Celebrating Literature

Without literature there can be no real freedom of expression. Without freedom of expression there can be no meaningful literature.

The top goal of PEN Greece could not be other than the promotion of Greek literature both within Greece and abroad.

Defining as the beginning of this effort the knowledge of the modern Greek literary reality, PEN Greece honors and embraces the modern Greek authors in an effort to promote literature, and to promote the love of reading.

From the time of Homer, Sappho and Archilochus the Greek people insist on being determined through poetry and later prose by submitting in an inseparable continuum of centuries texts of exceptional importance, always in the same language and if something defines the capital importance of Greek literature is It is precisely this centuries-old use of the Greek language with its multifaceted syntactic mechanisms and the multifaceted ideological approach of the world.

From antiquity to the present day, Greek literature is rapidly advancing, to reach the current era of the third post-war generation, transferring to the centuries the Greek cultural tradition in a prosperous and vibrant way. By defining the beginning of modern Greek literature in the Byzantine era, and specifically in the 11th century when texts written for the first time in vernacular language appeared, which come from Byzantine and Frankish-occupied areas, we could very briefly distinguish three basic periods of modern Greek literature:

The late Byzantine period
The period 1453-1821, during which we have very important texts from Frankish-occupied areas but also from Turkish-occupied ones, with the most important period being until 1669, while then literature dominates in the Frankish-occupied areas, mainly in the Ionian Islands. Towards the end of this period the Phanariotes appear, who will play a major role in the first years of liberation and will introduce the concept of the 

Enlightenment in Greek literature.
The modern Greek literature, which essentially begins in 1821 and lasts until today.
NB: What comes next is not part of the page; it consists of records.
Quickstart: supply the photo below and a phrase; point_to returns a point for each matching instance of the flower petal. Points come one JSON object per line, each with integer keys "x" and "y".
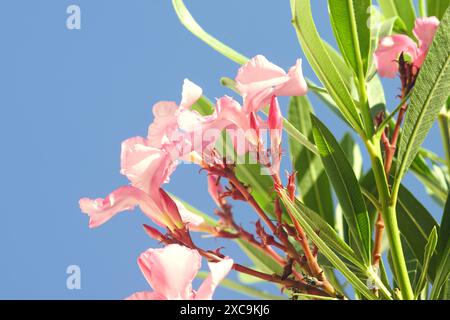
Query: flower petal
{"x": 164, "y": 124}
{"x": 122, "y": 199}
{"x": 424, "y": 30}
{"x": 259, "y": 79}
{"x": 296, "y": 85}
{"x": 171, "y": 270}
{"x": 147, "y": 167}
{"x": 145, "y": 295}
{"x": 219, "y": 271}
{"x": 191, "y": 219}
{"x": 388, "y": 52}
From the “Epic of Digenes Akritas”, a text that Linos Politis characterized as “the national epic of the modern Greeks“, and the Folk song and from the Poor Progressive Poems, addressed to the emperors John II Komnenos and Manuel Komnenos to the Lamentations for conquest of Constantinople in 1453, the literature of the Enlightenment, the Ionian school with its greatest representatives Dionysios Solomos and Andreas Kalvos, the romance, the First Athenian school, the generation of the ’20s, the generation of the’ 30s, the literature of Occupation and the civil war until the third post-war generation, modern Greek literature becomes the body of culture that marks the course of the modern Greek state and continues its anthropogeographical tradition.
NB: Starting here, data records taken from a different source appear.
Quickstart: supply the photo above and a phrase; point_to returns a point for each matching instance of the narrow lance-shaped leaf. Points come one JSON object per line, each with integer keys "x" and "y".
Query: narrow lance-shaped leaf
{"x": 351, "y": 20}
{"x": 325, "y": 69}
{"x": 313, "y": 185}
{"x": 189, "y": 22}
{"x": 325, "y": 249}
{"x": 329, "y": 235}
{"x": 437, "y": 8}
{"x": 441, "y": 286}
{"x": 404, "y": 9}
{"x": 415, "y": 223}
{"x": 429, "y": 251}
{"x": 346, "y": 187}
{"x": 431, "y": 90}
Although the Greek language and an introverted umbilical cord of literature often become an obstacle to the evolution of modern Greek literature, nevertheless important chairs in the world’s largest universities are dedicated to it and leading scholars lovingly pay homage to its works and glorify it. The two awards of Greek poets with the greatest literary distinction of the Nobel Prize dominate. It is certainly the award of Giorgios Seferis in 1963 and Odysseas Elytis in 1979, important representatives of the Generation of the ’30s that marked Greek literature.

Today, there is a need to recreate those conditions, which will restore Greek literature to the world literary map and will consolidate its robust presence in the field. PEN Greece was created to become the necessary helper in this direction and set, from the beginning, its goal to honor the past and to define the future of modern Greek literature.